I’m not one for actually using cookbooks. Don’t get me wrong, I love them and I have enough of them to fill quite a few shelves in my house, but I have a really hard time following a recipe the way that its written. I tend to look at a recipe for inspiration and then change quite a few (read: most) things, the end result being delicious, but not often bearing much resemblance to the original. And then I met Alison Roman. I say “met” because her writing style makes me feel as though we are old friends, but I don’t actually know her. I’d heard all of the hype about THE cookies from her new-ish book Dining In and decided I wanted to check it out. Side note- I am also very particular about cookbooks, so I don’t often rush out to the store and buy one. I usually check them out of the library so that I can browse through and decide if I will actually use anything in it as inspiration or if it will just collect dust on my shelf. So in my hesitant and frugal style, I checked the book out from the library. A few minutes into thumbing through the pages, I knew that this one was a rarity, a cookbook that would soon become a collection of dog-eared and sauce-stained pages and that I will cook out of for years to come. After a short conversation with Alexa, my very own copy was on its way. (Let’s all take a moment to appreciate the wonder that is Amazon.)
In the few months that I have had Dining In in my possession, I have cooked more from it than any other book that I’ve owned and I think its because it fits my “do it your own way” cooking style. More than gaining recipes and instruction, I have gleaned knowledge from this book and incorporated an array of tips and techniques into my everyday cooking. Salt and pepper your greek yogurt and put it on everything—absolutely. Simmer a bunch of spices in oil and then cook everything in it— let’s do it. Though I still haven’t followed a single recipe exactly the way that its written, Alison has gifted me with all sorts of tidbits and tricks that have made me a better cook and maybe that was her plan all along.
These chickpeas were created by adapting a spiced lentil recipe from Alison’s book Dining In. They are addicting and delicious and sure to become part of your weekly rotation. (Also, you can make them with lentils and leftover refrigerator rice and you won’t be disappointed.)
1/3 cup olive oil
1 tsp. coriander
1 tsp. Fennel seed, crushed
1/2 tsp cumin
1/4 tsp crushed red pepper
4 cloves garlic, chopped
1 14-oz can chickpeas, drained and rinsed
1-2 tbsp lemon juice
Mixed fresh herbs such as cilantro or parsley, chopped (optional )
Place olive oil, coriander, fennel seed, cumin, and crushed red pepper.

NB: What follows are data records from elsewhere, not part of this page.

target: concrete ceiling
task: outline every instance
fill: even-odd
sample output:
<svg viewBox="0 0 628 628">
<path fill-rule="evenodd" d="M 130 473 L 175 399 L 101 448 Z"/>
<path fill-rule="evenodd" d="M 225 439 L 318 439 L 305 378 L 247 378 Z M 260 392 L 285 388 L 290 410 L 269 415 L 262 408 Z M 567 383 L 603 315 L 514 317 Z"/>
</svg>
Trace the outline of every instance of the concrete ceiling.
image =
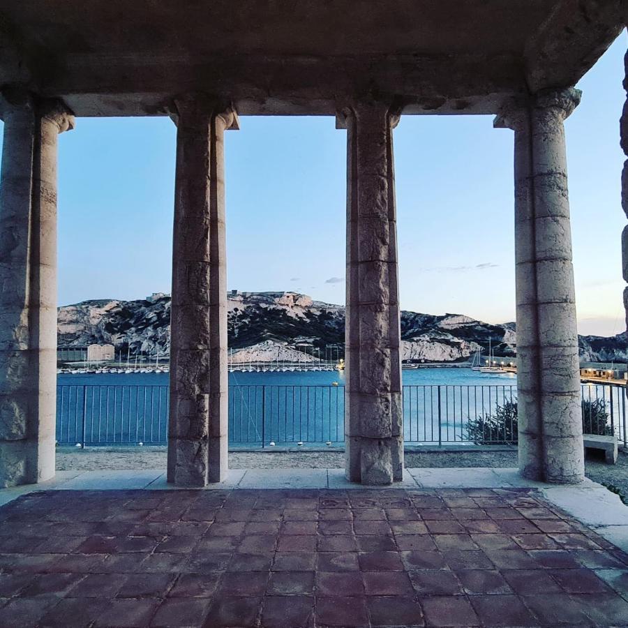
<svg viewBox="0 0 628 628">
<path fill-rule="evenodd" d="M 491 112 L 562 87 L 625 22 L 625 0 L 0 0 L 0 84 L 80 115 L 165 113 L 206 91 L 241 114 Z"/>
</svg>

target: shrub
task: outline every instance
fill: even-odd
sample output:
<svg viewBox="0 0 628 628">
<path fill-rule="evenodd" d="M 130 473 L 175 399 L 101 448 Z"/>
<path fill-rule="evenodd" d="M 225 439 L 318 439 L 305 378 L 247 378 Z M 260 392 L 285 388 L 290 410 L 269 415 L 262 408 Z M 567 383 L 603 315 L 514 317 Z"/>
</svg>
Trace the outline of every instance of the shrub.
<svg viewBox="0 0 628 628">
<path fill-rule="evenodd" d="M 603 399 L 583 399 L 582 431 L 584 434 L 597 434 L 601 436 L 613 433 L 608 424 L 606 404 Z"/>
<path fill-rule="evenodd" d="M 609 435 L 613 433 L 608 424 L 608 413 L 603 399 L 582 401 L 583 433 Z M 469 421 L 468 439 L 475 444 L 516 444 L 518 435 L 517 402 L 507 401 L 495 408 L 495 414 L 484 414 Z"/>
<path fill-rule="evenodd" d="M 515 444 L 518 440 L 517 402 L 506 401 L 495 414 L 484 414 L 469 421 L 469 440 L 476 444 Z"/>
</svg>

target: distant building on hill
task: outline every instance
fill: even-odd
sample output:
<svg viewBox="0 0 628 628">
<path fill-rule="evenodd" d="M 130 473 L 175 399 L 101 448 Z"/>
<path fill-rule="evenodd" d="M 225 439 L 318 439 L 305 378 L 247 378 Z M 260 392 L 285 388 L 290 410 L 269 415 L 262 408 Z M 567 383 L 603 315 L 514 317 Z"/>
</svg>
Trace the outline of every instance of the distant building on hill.
<svg viewBox="0 0 628 628">
<path fill-rule="evenodd" d="M 58 362 L 107 362 L 115 359 L 113 345 L 89 345 L 87 347 L 59 347 Z"/>
<path fill-rule="evenodd" d="M 146 297 L 146 300 L 151 303 L 154 303 L 156 301 L 159 301 L 160 299 L 165 299 L 166 297 L 170 297 L 170 296 L 169 292 L 153 292 L 150 297 Z"/>
</svg>

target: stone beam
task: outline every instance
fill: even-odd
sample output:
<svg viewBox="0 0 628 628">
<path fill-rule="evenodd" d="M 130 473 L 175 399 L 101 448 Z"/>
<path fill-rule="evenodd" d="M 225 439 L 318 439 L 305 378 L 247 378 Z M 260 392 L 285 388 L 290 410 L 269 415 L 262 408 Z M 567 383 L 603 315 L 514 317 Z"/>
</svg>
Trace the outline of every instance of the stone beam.
<svg viewBox="0 0 628 628">
<path fill-rule="evenodd" d="M 530 91 L 575 85 L 627 20 L 625 0 L 560 0 L 525 47 Z"/>
<path fill-rule="evenodd" d="M 405 113 L 491 114 L 527 91 L 521 59 L 510 54 L 199 59 L 158 52 L 75 56 L 47 71 L 42 89 L 86 116 L 163 115 L 172 94 L 193 91 L 228 95 L 241 115 L 335 115 L 338 101 L 371 94 L 400 101 Z"/>
</svg>

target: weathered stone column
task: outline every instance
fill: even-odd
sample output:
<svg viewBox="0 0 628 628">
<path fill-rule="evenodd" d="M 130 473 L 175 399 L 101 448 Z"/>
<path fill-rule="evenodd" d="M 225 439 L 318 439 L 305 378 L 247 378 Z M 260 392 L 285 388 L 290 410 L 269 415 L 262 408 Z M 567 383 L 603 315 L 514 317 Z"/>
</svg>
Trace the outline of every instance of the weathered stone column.
<svg viewBox="0 0 628 628">
<path fill-rule="evenodd" d="M 580 96 L 544 91 L 495 122 L 515 131 L 519 468 L 569 484 L 584 479 L 584 451 L 563 121 Z"/>
<path fill-rule="evenodd" d="M 396 212 L 390 106 L 343 109 L 347 129 L 345 471 L 389 484 L 403 474 Z"/>
<path fill-rule="evenodd" d="M 626 91 L 626 101 L 620 120 L 620 138 L 624 154 L 628 158 L 628 52 L 624 57 L 624 89 Z M 628 158 L 624 162 L 622 170 L 622 208 L 628 217 Z M 622 232 L 622 265 L 624 281 L 628 283 L 628 225 Z M 624 308 L 626 311 L 626 328 L 628 330 L 628 285 L 624 288 Z M 628 395 L 628 387 L 625 388 Z"/>
<path fill-rule="evenodd" d="M 0 181 L 0 486 L 54 475 L 58 101 L 6 90 Z"/>
<path fill-rule="evenodd" d="M 238 121 L 231 107 L 202 95 L 175 106 L 167 480 L 202 486 L 227 474 L 223 138 Z"/>
</svg>

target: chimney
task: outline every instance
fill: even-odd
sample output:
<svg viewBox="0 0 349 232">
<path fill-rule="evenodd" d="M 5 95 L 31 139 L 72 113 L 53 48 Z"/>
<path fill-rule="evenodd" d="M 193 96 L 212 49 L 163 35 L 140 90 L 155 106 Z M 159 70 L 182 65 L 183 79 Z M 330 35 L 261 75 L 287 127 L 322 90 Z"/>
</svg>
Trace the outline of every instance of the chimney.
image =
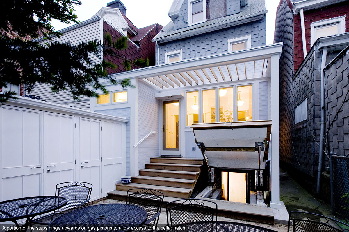
<svg viewBox="0 0 349 232">
<path fill-rule="evenodd" d="M 125 15 L 126 15 L 126 7 L 122 4 L 120 0 L 115 0 L 112 2 L 110 2 L 107 4 L 107 7 L 117 8 L 122 14 Z"/>
</svg>

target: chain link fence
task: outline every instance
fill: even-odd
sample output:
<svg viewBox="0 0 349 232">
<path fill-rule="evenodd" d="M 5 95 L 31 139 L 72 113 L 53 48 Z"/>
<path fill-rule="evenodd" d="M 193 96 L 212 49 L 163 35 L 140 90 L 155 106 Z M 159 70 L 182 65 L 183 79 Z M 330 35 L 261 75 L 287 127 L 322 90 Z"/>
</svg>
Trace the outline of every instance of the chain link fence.
<svg viewBox="0 0 349 232">
<path fill-rule="evenodd" d="M 349 157 L 334 155 L 333 197 L 336 213 L 349 219 Z"/>
</svg>

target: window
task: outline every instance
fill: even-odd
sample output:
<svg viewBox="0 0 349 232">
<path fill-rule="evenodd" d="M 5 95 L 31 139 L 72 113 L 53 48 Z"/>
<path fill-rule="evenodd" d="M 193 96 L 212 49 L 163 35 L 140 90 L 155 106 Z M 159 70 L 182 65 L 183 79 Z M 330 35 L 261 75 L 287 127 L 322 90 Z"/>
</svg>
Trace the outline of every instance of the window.
<svg viewBox="0 0 349 232">
<path fill-rule="evenodd" d="M 311 23 L 311 44 L 320 37 L 345 32 L 345 16 L 321 20 Z"/>
<path fill-rule="evenodd" d="M 304 120 L 306 120 L 307 117 L 308 98 L 302 102 L 296 107 L 295 111 L 295 124 L 296 124 Z"/>
<path fill-rule="evenodd" d="M 238 121 L 252 121 L 252 86 L 237 87 Z"/>
<path fill-rule="evenodd" d="M 188 0 L 188 25 L 206 21 L 206 0 Z"/>
<path fill-rule="evenodd" d="M 228 40 L 228 51 L 234 51 L 251 47 L 251 35 Z"/>
<path fill-rule="evenodd" d="M 202 91 L 202 122 L 216 121 L 216 90 Z"/>
<path fill-rule="evenodd" d="M 187 126 L 199 123 L 199 91 L 187 93 Z"/>
<path fill-rule="evenodd" d="M 97 104 L 105 104 L 110 102 L 110 100 L 109 99 L 109 94 L 100 95 L 97 98 Z"/>
<path fill-rule="evenodd" d="M 165 54 L 165 63 L 171 63 L 182 60 L 182 50 L 174 51 Z"/>
<path fill-rule="evenodd" d="M 127 91 L 121 91 L 113 93 L 113 102 L 122 102 L 127 101 Z"/>
<path fill-rule="evenodd" d="M 233 88 L 219 89 L 219 121 L 232 122 L 234 95 Z"/>
</svg>

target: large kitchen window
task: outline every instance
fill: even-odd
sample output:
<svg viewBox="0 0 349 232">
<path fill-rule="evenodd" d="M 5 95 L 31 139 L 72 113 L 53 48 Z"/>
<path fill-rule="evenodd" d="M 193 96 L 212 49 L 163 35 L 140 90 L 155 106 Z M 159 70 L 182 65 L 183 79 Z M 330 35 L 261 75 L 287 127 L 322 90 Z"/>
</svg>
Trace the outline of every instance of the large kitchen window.
<svg viewBox="0 0 349 232">
<path fill-rule="evenodd" d="M 237 87 L 238 121 L 252 121 L 252 86 Z"/>
<path fill-rule="evenodd" d="M 187 126 L 199 123 L 199 91 L 187 93 Z"/>
<path fill-rule="evenodd" d="M 216 90 L 202 91 L 202 122 L 216 121 Z"/>
</svg>

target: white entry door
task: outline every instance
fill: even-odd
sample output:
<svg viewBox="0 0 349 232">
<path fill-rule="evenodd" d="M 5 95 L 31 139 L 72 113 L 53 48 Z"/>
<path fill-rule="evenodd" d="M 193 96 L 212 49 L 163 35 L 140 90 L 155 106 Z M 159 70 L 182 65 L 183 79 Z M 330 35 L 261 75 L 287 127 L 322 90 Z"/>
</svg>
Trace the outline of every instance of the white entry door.
<svg viewBox="0 0 349 232">
<path fill-rule="evenodd" d="M 0 106 L 0 201 L 43 195 L 43 113 Z"/>
<path fill-rule="evenodd" d="M 92 184 L 91 200 L 101 197 L 101 121 L 80 118 L 79 123 L 80 180 Z"/>
<path fill-rule="evenodd" d="M 54 195 L 56 185 L 75 179 L 75 117 L 45 112 L 44 193 Z"/>
<path fill-rule="evenodd" d="M 115 184 L 126 174 L 126 126 L 103 122 L 102 130 L 102 197 L 115 189 Z"/>
</svg>

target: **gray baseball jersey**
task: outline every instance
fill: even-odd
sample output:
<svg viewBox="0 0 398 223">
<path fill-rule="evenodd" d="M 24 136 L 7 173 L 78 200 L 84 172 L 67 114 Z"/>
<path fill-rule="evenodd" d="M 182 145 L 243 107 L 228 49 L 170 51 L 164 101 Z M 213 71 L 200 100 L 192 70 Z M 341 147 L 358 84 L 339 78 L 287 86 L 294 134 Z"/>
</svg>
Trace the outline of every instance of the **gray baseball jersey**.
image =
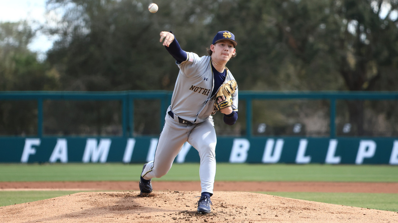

Warm over low heat for 10 minutes, then increase heat slightly, and add garlic. Simmer slowly for another 7-10 minutes, until garlic is soft and fragrant, but not burning.
Turn heat to medium and add chickpeas. Simmer another 5-7 minutes, until chickpeas are warmed through. Squeeze lemon juice over the chickpeas and add salt and pepper to taste. Sprinkle with fresh herbs to finish.
*This recipe can be made with lentils (or really any other bean you would like), by substituting 1 cup of cooked lentils for the chickpeas.